Two years ago, Wal-Mart began launching return volleys. It set up a Web site (www.walmartfacts.com) that touts its achievements. "We gave $24 million to Hurricane Katrina relief, and when we do something like that, we're going to tell people," Mills says. "We did good things 10 years ago, too, but we could have done a better job at getting the message out."
Mills earned his spurs in the piranha pool called Georgia politics. A Rochester, NY, native, he graduated from Georgia State University and landed a job as a legislative aide to a cabinet officer. In 1998, he signed on with Democrat Mark Taylor, who was running for (and won) the lieutenant governor's race.
"It was a brutal time," Mills recalls. Taylor ended up suing an opponent for libel over ads claiming Taylor had used drugs. In his first recorded response to a hardball question, Mills reacted to an opponent's broadside by telling the Augusta Chronicle in September 1998, "Maybe, um, I don't know ... we have no comment." Not an awesome start as a spokesman.
Mills is no longer tentative. He's been with Wal-Mart for six months, and his portfolio has expanded from Georgia to include seven southeastern states.
One of his early assignments was to meet with an environmental group. "They wanted to know why we flatten so much land. It was 45 minutes of getting beat up." But Mills and the treehuggers found some common ground.
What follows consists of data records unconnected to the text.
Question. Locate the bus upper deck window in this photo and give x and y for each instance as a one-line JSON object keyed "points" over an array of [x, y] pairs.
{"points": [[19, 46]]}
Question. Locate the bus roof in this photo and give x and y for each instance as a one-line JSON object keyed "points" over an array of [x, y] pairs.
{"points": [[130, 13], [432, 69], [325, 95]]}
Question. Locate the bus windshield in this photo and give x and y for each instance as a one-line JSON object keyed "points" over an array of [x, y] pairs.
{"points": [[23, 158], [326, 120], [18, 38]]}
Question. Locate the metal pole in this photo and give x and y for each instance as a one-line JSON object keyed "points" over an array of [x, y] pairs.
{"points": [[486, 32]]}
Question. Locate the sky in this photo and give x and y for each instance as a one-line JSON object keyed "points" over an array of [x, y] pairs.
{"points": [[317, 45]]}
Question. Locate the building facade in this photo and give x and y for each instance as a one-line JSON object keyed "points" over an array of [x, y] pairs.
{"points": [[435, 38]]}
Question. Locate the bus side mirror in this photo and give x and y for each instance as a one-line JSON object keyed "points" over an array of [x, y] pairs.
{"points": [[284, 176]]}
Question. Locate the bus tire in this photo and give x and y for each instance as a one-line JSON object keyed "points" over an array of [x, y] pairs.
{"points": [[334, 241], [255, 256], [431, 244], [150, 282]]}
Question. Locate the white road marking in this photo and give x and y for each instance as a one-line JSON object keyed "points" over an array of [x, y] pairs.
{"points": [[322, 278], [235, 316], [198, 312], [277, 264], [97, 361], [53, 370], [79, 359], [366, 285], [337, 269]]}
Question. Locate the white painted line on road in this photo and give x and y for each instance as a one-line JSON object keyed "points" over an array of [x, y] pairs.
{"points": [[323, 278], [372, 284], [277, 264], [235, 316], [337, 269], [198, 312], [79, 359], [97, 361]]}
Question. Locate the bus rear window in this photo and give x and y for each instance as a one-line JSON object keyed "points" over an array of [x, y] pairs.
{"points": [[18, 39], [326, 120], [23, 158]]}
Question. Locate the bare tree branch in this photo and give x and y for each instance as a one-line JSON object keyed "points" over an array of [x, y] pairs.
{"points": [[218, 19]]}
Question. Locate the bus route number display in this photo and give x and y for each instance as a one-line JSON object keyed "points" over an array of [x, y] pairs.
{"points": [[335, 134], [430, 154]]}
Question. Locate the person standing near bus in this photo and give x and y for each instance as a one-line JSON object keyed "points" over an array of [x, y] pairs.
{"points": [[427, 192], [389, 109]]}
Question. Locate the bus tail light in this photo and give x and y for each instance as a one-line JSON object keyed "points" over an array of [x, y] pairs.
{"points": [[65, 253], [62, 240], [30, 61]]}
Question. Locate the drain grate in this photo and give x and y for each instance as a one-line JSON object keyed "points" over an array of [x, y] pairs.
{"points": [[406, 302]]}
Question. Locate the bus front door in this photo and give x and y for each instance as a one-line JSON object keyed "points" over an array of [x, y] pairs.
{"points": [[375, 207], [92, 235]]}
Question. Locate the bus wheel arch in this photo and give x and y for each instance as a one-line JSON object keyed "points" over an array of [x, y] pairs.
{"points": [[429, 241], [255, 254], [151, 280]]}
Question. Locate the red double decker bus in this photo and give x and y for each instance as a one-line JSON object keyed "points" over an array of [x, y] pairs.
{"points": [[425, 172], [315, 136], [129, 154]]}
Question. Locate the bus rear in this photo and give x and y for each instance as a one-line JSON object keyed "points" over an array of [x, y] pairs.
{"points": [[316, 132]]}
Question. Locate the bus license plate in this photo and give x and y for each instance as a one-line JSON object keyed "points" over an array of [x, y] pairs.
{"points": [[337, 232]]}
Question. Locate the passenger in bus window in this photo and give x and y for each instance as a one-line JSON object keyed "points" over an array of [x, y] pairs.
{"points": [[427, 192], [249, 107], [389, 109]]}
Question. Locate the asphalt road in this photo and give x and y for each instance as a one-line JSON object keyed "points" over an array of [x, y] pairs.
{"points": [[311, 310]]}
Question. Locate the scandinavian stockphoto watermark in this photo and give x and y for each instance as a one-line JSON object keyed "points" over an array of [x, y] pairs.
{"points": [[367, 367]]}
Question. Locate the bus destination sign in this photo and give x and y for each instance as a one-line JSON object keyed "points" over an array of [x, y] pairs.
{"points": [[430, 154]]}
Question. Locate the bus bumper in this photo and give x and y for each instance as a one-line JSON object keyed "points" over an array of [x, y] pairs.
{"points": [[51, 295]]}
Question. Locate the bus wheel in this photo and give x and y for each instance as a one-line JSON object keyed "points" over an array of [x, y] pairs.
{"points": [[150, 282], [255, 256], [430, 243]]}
As a result of the meeting, Mills had many nonindigenous "predator" plants pulled from stores.
"It's easy to sleep at night," he says while sipping a latte at a downtown Atlanta Starbucks -- and looking like he could be the urbane, hip, wired poster child for the coffee dealer. "I know, I know that there are a lot of good things we're doing, and to me it's a lot of fun getting that word out, breaking preconceptions." As an example, Mills handed out $8.5 million in charitable contributions in Georgia last year -- this year, he'll be playing Johnny Appleseed around the Southeast.
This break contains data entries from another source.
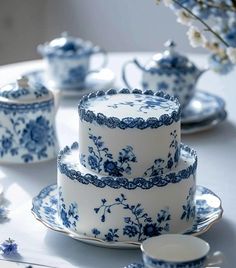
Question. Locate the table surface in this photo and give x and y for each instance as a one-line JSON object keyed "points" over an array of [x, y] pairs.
{"points": [[216, 150]]}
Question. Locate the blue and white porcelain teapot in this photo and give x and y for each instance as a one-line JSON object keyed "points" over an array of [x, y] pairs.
{"points": [[68, 61], [168, 71], [27, 123]]}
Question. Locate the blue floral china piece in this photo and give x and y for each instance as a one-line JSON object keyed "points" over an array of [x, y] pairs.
{"points": [[45, 209], [68, 60], [135, 265], [103, 79], [207, 124], [202, 106], [168, 71], [27, 127]]}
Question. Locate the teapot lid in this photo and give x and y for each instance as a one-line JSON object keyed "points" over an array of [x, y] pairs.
{"points": [[22, 91], [66, 45], [172, 59]]}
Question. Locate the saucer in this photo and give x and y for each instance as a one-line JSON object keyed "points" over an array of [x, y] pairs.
{"points": [[103, 79], [208, 211], [202, 107], [191, 128], [135, 265]]}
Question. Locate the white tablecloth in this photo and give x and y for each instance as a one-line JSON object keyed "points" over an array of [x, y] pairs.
{"points": [[216, 150]]}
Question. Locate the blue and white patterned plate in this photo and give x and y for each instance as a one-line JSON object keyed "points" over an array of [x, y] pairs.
{"points": [[191, 128], [135, 265], [202, 107], [208, 206], [103, 79]]}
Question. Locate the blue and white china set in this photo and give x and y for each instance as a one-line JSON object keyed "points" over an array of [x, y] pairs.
{"points": [[27, 112]]}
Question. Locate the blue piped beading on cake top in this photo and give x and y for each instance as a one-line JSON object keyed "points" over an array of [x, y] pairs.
{"points": [[11, 108], [71, 170], [129, 109]]}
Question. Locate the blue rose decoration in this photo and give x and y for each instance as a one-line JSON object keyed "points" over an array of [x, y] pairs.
{"points": [[112, 169], [36, 134]]}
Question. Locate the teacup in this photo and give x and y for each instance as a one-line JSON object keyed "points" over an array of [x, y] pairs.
{"points": [[176, 250], [68, 61]]}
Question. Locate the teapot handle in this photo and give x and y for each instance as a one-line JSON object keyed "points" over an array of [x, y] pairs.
{"points": [[124, 71]]}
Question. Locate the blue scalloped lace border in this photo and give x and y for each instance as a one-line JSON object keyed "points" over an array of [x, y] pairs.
{"points": [[128, 122], [129, 184], [28, 107]]}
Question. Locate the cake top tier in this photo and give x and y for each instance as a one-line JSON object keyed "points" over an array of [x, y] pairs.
{"points": [[129, 109]]}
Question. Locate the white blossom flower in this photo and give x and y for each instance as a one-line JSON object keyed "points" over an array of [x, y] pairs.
{"points": [[196, 38], [214, 47], [184, 17], [231, 53], [168, 3]]}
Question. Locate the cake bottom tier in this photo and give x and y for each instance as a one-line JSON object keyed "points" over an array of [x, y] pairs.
{"points": [[121, 209]]}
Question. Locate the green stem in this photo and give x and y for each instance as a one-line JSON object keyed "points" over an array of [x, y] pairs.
{"points": [[203, 22]]}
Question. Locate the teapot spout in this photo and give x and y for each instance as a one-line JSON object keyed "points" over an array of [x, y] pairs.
{"points": [[200, 72], [139, 65]]}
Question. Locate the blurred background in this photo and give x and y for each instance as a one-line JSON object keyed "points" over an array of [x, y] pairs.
{"points": [[116, 25]]}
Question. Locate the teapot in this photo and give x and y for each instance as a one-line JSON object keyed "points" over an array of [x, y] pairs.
{"points": [[67, 61], [168, 71], [27, 123]]}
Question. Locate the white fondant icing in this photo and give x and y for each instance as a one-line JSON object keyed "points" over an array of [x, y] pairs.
{"points": [[170, 198], [133, 151]]}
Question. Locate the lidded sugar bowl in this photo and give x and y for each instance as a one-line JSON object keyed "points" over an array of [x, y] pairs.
{"points": [[27, 123], [67, 61], [169, 71]]}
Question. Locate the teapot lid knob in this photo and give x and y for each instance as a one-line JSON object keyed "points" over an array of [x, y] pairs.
{"points": [[170, 44], [23, 82]]}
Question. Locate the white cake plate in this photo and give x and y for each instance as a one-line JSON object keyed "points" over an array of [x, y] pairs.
{"points": [[103, 79], [45, 209]]}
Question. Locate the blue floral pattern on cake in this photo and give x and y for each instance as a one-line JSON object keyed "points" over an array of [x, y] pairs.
{"points": [[29, 137], [122, 182], [100, 160], [69, 216], [17, 93], [144, 104], [161, 166], [128, 122], [137, 223], [189, 209]]}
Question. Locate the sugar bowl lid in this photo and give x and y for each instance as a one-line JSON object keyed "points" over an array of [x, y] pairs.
{"points": [[22, 91], [66, 45], [170, 58]]}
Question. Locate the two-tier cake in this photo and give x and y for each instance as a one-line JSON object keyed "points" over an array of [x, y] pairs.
{"points": [[128, 177]]}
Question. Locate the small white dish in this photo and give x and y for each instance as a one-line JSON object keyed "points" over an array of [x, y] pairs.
{"points": [[103, 79], [177, 250], [208, 211], [195, 127], [202, 106]]}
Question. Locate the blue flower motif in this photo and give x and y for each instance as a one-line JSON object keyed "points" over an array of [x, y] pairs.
{"points": [[9, 247], [130, 230], [36, 134], [112, 169], [93, 162], [6, 142], [162, 86], [65, 219], [95, 232]]}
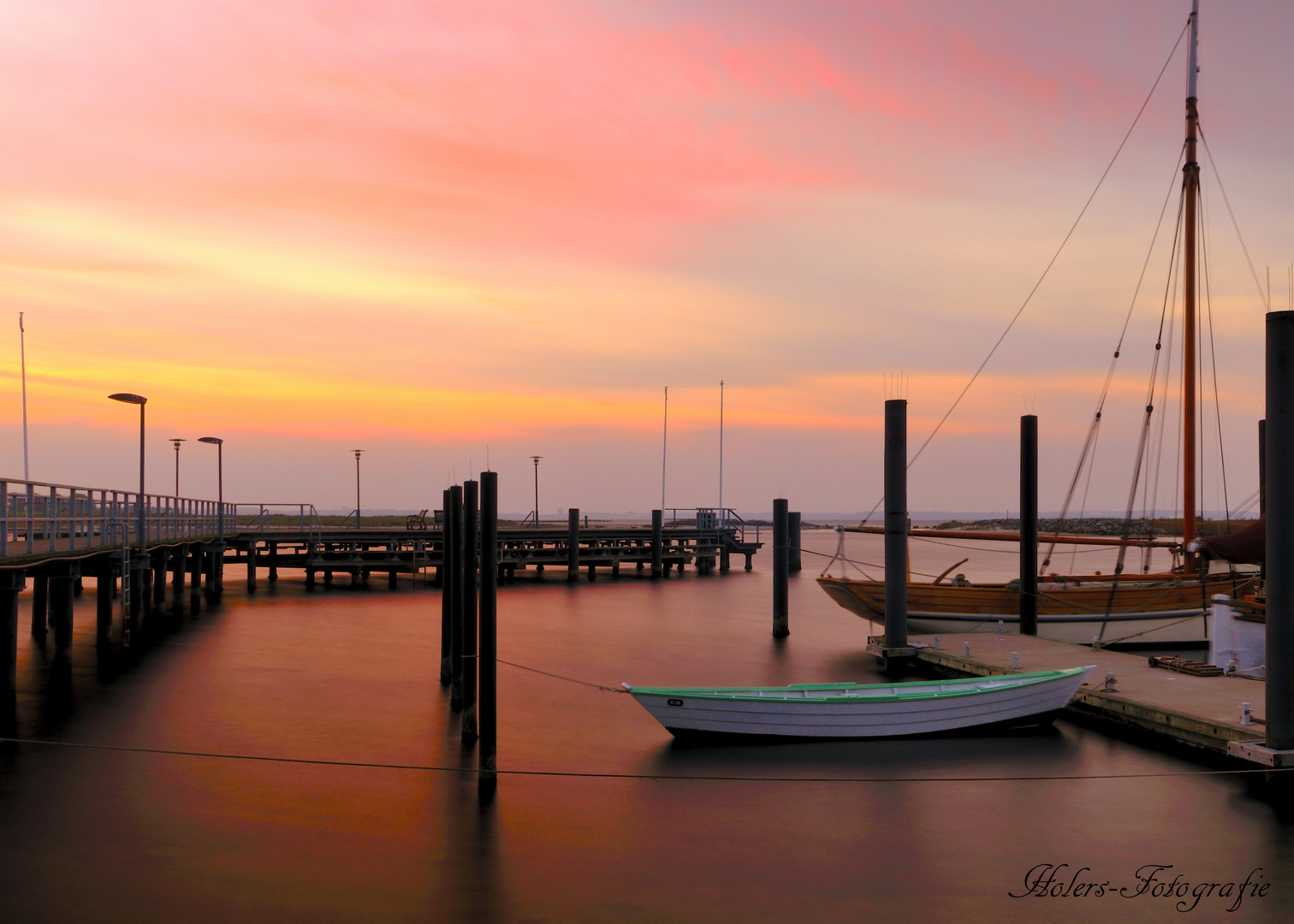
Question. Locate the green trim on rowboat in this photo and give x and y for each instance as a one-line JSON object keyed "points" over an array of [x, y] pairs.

Or, he beams, "We're expanding by 20 percent our fleet's mileage, and we've put in place a program to reduce waste at stores by 25 percent. How can anyone argue with actions like that?"
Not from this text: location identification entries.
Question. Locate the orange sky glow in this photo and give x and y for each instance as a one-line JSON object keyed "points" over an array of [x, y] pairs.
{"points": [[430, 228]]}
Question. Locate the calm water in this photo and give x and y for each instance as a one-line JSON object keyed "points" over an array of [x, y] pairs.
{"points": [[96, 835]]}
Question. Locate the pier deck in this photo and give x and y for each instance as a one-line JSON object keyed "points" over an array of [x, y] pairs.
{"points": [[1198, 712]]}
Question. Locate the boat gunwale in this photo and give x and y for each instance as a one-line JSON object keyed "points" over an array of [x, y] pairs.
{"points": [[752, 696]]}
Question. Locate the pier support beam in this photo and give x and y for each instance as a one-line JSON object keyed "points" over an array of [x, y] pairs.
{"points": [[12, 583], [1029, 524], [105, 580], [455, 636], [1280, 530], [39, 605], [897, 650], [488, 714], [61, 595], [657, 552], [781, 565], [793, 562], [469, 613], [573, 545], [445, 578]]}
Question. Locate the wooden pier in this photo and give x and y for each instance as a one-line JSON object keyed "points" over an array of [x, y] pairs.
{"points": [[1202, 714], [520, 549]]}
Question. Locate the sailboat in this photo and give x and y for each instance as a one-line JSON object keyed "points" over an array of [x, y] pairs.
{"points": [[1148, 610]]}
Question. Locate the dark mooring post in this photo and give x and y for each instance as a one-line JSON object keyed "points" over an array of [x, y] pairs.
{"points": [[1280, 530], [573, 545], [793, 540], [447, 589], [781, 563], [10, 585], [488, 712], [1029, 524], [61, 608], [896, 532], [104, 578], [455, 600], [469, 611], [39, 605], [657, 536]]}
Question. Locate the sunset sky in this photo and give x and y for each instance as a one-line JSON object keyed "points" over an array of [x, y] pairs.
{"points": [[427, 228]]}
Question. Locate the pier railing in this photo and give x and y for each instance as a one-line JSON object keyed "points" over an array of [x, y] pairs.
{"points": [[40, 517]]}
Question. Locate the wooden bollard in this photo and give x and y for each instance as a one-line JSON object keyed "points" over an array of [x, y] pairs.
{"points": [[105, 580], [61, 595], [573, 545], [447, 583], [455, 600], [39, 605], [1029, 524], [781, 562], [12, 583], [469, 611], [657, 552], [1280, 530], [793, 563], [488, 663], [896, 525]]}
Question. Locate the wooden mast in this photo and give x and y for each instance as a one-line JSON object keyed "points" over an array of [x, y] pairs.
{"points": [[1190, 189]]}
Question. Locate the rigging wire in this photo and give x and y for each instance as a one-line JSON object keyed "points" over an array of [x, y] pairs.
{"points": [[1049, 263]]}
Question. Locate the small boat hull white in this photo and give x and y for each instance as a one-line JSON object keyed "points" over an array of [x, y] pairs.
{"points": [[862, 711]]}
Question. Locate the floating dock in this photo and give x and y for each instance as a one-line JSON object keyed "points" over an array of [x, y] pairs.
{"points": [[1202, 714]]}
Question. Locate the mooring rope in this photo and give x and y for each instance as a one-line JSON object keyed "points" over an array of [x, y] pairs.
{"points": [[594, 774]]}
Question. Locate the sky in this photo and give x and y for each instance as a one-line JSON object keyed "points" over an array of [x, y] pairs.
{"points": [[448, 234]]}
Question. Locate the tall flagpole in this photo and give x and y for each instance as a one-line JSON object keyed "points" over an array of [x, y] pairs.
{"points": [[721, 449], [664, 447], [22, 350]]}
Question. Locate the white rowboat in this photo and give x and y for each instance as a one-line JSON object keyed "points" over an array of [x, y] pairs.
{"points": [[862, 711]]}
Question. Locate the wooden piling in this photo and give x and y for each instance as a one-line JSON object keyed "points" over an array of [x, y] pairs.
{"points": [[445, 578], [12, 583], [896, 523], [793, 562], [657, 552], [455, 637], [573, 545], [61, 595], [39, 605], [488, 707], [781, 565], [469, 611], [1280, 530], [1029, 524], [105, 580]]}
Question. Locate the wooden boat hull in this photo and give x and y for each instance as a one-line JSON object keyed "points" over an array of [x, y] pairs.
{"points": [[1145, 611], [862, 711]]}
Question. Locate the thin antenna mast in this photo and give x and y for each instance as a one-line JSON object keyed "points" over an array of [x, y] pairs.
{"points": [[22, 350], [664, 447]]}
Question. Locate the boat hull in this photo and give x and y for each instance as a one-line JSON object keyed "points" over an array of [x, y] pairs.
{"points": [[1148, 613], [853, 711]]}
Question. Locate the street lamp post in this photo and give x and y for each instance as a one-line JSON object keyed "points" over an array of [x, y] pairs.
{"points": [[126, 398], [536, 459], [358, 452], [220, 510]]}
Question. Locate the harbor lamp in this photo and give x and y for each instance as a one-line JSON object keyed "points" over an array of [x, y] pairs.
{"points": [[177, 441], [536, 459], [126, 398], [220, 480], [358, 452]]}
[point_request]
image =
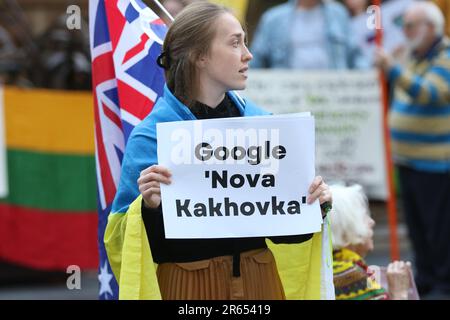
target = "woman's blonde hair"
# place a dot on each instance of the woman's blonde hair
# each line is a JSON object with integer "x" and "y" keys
{"x": 349, "y": 216}
{"x": 189, "y": 38}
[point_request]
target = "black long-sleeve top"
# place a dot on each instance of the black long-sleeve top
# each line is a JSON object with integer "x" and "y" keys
{"x": 188, "y": 250}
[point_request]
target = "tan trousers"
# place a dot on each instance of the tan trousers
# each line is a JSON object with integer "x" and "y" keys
{"x": 212, "y": 279}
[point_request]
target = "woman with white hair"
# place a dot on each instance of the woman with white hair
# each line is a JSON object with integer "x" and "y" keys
{"x": 352, "y": 234}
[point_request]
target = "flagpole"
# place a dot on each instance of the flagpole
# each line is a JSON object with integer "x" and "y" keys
{"x": 391, "y": 201}
{"x": 164, "y": 10}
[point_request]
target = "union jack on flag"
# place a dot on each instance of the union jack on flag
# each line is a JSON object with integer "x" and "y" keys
{"x": 125, "y": 38}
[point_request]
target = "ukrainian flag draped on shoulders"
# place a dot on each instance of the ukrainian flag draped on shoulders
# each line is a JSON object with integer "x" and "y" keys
{"x": 305, "y": 269}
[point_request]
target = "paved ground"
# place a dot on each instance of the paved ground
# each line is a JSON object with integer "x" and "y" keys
{"x": 17, "y": 283}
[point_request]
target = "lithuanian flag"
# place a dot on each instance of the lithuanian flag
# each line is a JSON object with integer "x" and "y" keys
{"x": 49, "y": 218}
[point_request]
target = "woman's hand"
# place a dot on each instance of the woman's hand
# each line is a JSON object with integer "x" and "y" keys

Critics contend their anti-Wal-Mart campaigns are muscling the company to change. Mills shrugs at that suggestion, saying the company is responding to its own associates more than anything else.
He confronts criticism head on. What about all of the kids of Wal-Mart employees who end up on taxpayer-paid-for health care programs? Mills answers that Wal-Mart has 18 new insurance programs, beginning at $11 a month, with all a family's kids taken care of for 30 cents a day. "Thirty percent of our associates didn't have health insurance before they came to work for us," he says. "I like to talk about the 160,000 that have been taken off the rolls of uninsured."
Low wages? Mills: "Pay is competitive" with other retailers, and average income is double the minimum wage. Dead-end jobs? "Our regional vice president, Tony Samples, started 30 years ago pushing carts for one of our stores. Three-quarters of our managers started as hourly associates."
As for killing small business, Mills points to the growth of new retailers around Wal-Marts -- and mixed-use residential-retail projects at many urban centers. "Retail is changing," he says. "We're part of that. Some people want convenience and price. Others want something else. The mix will be different than today, but there will be room for everyone."
Mills is evangelical in his zeal. I don't convert easily. But I'm thinking about attending Mills' church this weekend for a sermon on low-priced big-screen TVs.